House rent ‘Wahala’: What landlords, tenants should not do
The combined impact of job losses, unemployment, low productivity and reduced household and organizations ’ income has, in a very significant way, made the rental market quite volatile with landlords and tenants enduring frayed relationships.
The market has, in the course of the recession that is ravaging the nation’s economy, witnessed high level of rent default that has pitched landlords in cold war with their tenants.
In all of this, both the landlords and tenants have been advised not to go to court to settle any dispute or disagreement arising from house rent or poor attitude of one towards another because such disagreement or dispute could be settled within themselves.
Some landlords normally take their tenants to court to recover their property and/or outstanding rent (if any) while some tenants visit the court to seek protection from unjust treatment from landlords, but experts in dispute resolution advise that as much as practicable, landlords should not take their tenants to court and vice versa.
Valentino Buoro, President, Landlords and Tenants Rights Initiative, a Lagos-based non-government organization (NGO), says there are more viable options for settling any dispute or disagreement between these parties than going to court.
According to him, landlords and tenants should always see their relationship as that of a husband and wife and therefore, should not take one another to court. He notes that most of the landlord–tenant quarrels relate to rent increase and other of variables, pointing out that there are just two words that can cause this quarrel namely, money and attitude.

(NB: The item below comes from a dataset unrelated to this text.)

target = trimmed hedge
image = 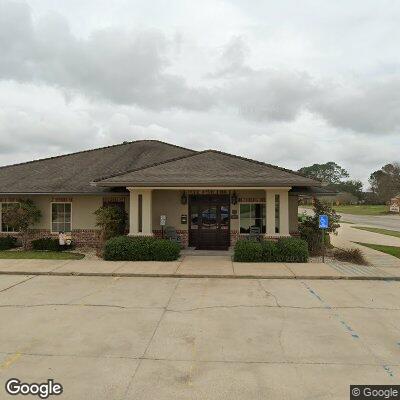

“The landlord may need more money which the tenant may not have. Sometimes, the landlord may not be looking for more money but the attitude of the tenant is horrible; maybe he is bringing in bad friends into the compound and/or is not paying rents regularly”, he explained.
When disagreement arises over these factors, he stressed, the court should not be the best place to go, disclosing that here in Lagos, there are two places where people could go for mediation, namely Citizens Mediation Centre and Lagos Multi-door Court House.
The Citizens Mediation Centre is free, he said, adding that this is the place where the mediator only brings the two contending people together and settles their quarrel in a way that will be pleasant to both of them and at no cost.
At the Lagos Multi-door Court House on Lagos Island, landlords are settled with their tenants. The only difference here is that any settlement agreement signed there is taken to a high court judge who is dedicated to the multi-door house. Such a judge is called Alternative Dispute Resolution (ADR) judge.
According to him, this judge endorses such agreement, making it a judgment of the Lagos High Court and any of the parties that goes back on this agreement is punished the same way a man who flouts court judgment is punished.
He stressed that unilateral increase in rent is one area that has always caused conflict between landlords and their tenants, explaining that a lot of landlords make mistakes in this. “Some of them stand up and increase their house rents simply because there is a change in their financial situation. Such landlords hardly ask themselves whether the tenants are capable of paying.
The tenants might be salary-earners whose salaries might not have been increased in the past four to five years”, he said.
He informed that landlords-tenants relationship is a contract—an agreement between two people which, once they agree, before the contract is changed, both parties also have to agree again.
According to him, there is a law guiding landlords-tenants relationship “and that law is a peculiar kind of law that further regulates contract. Contract is supposed to be very brief.
“But landlords and tenants law regulates this contract and that is why there are rent control; that is why government can wake up and say a landlord cannot collect more than a certain amount of money for a given apartment. At that point, the law is not giving them free hand to contract; in other words, government is telling the landlord that he cannot charge more than the stipulated amount”, he said.